My most memorable swim of my first year of swimming was the Swim For The Potomac, which was my first attempt at a 5K swim. This swim was held on a 1 mile course in the National Harbor, and if I remember correctly, was to benefit the Special Olympics. I remember as I was coming around the last leg of my fifth lap, I noticed out of the corner of my eye that a paddler was tailing me very closely so I popped up and saw that I was the only swimmer left on the course and the support boat was pulling up the buoys. Without saying anything, I swam over to the feed station, retrieved my feed bottle, and swam over to the pier. There were about three people left on the pier, cheering and ringing the cow bell for me. As they proceeded to tell me what a great job I did swimming, I let them know that I did not finish, that I had only completed 5 laps (5 miles) of the 6 mile course. As the gentleman went to put the finisher medal around my neck, I reminded him that I hadn’t finished, I only swam five of the six miles. He told me that I should be proud, after all, I had swum for over three hours! Then he asked me if I knew what the Special Olympics oath was. I did not, so he told me what it is.

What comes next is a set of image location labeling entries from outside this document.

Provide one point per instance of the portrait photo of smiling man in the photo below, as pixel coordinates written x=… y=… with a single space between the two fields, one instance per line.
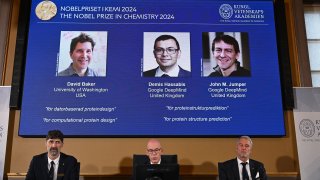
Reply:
x=228 y=57
x=168 y=58
x=86 y=56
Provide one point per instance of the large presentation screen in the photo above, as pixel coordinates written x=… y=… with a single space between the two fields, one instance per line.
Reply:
x=152 y=68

This made me feel better about this DNF and the Ocean City DNF. I felt really good about the five miles that I swim. I felt good about attempting the nine mile swim in Ocean City. I felt good about swimming, because swimming made me feel good, and I wasn’t going to stop. It made me feel good about my life, in general, because during this time in my professional career, I was made to feel that I couldn’t do anything right and that my graduate degree wasn’t worth the paper it was printed on. I still think of this oath frequently, during a long swim when weakness starts creeping into mind. It is a reminder to me that even if my mind can’t make my body keep swimming, then I will have been brave in my attempt.
What I remember most about the next swim that I did, the ChesapeakeMan Endurance Festival SwimFest 2.4 mile swim, was watching the canvas cover of our vintage Apache Eagle tent trailer literally disintegrate around us as we slept in it on that windy night that we camped out in the parking lot of the Cambridge-South Dorchester High School parking lot the night before the swim.

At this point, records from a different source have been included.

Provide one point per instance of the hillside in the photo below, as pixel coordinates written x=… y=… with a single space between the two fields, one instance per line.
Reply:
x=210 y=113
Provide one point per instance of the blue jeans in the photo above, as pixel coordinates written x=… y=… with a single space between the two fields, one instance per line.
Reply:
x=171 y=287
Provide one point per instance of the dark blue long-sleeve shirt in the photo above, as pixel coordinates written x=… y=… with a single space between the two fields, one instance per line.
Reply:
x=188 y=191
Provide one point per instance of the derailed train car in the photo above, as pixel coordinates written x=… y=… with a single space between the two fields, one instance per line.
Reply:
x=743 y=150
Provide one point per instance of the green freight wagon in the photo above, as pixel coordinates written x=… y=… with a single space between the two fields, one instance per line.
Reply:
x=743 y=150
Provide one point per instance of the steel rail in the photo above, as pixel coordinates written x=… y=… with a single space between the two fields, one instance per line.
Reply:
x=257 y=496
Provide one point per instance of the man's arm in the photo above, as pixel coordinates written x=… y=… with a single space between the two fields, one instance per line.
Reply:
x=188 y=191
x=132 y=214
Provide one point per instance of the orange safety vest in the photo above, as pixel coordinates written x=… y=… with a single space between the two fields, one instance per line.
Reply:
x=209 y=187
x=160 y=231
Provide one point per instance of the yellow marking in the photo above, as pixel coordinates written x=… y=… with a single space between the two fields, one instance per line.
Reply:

I finished my first year of swimming with Peluso Open Water To The Bridge and Back 5 mile swim in the James River near Richmond, VA on October 6, 2013. I enjoyed this swim, even though there wasn’t any food left by the time I finished, but this was okay because there were hot tubs, which were empty because everyone was at the awards presentation by the time I was ready to get in for a soak. This was the first time that I experienced the end of swim season depression, because I had no more swims to look forward to and I felt somewhat lost without another swim to look forward to.
My pool then closed for what was supposed to be two weeks in January 2014 for routine maintenance, and it ended up being closed for over four months for major repairs. By the time it was scheduled to reopen in April, I found out that I my next assignment was to Fort Irwin, CA, in the middle of the Mojave Desert.
I was devastated. I didn’t swim for 18 months.